Gegen 13.15 Uhr wurde der in Unna woh­nende 35-Jäh­rige, im Rahmen der grenz­po­li­zei­li­chen Aus­rei­se­kon­trolle eines Fluges nach Tirgu Mures (Rumä­nien), poli­zei­lich kon­trol­liert. Dabei stellten die Bun­des­po­li­zi­sten gleich zwei Fahn­dungs­no­tie­rungen fest.

Wegen Dieb­stahls hatte ihn das Schwelmer Amts­ge­richt im Oktober 2015 wegen Dieb­stahls zu einer Geld­strafe von 375 Euro ver­ur­teilt. Im November 2014 wurde er durch das Gum­mers­ba­cher Amts­ge­richt wegen Fisch­wil­derei zu einer Geld­strafe von 200 Euro ver­ur­teilt.

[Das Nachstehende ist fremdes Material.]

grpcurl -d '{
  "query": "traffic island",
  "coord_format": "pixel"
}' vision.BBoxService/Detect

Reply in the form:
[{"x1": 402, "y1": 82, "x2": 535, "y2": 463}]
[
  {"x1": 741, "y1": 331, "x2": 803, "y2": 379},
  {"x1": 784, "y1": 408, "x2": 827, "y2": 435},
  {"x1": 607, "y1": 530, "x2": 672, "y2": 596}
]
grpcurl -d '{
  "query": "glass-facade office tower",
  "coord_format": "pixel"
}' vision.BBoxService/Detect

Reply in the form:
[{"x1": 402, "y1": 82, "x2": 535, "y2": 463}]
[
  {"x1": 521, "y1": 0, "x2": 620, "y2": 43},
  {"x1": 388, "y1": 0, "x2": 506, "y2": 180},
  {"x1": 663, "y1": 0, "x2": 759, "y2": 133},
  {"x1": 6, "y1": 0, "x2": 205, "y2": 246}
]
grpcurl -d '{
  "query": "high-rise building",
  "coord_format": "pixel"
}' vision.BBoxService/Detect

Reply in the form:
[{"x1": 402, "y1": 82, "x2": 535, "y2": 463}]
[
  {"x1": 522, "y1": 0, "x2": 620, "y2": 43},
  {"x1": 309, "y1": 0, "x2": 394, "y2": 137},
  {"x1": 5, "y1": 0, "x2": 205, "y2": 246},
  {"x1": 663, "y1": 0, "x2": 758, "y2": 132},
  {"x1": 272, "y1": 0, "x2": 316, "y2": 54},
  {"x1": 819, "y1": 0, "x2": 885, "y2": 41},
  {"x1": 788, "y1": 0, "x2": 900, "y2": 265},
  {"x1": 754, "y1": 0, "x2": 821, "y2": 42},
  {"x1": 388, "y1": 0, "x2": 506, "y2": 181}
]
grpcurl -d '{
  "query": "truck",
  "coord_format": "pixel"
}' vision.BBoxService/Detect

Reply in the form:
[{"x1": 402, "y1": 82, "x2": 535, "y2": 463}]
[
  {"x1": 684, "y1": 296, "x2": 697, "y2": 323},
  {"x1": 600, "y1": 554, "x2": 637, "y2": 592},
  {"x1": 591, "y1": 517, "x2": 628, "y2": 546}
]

Beide Geld­strafen hatte der Mann bis­lang nicht begli­chen. Weil er jedoch gestern (6.9.) den gefor­derten Geld­be­trag zahlte, blieb ihm eine Frei­heits­strafe von 35 Tagen erspart.

Seinen Flug nach Rumä­nien konnte der poli­zei­lich hin­rei­chend bekannte Mann letzt­end­lich noch antreten.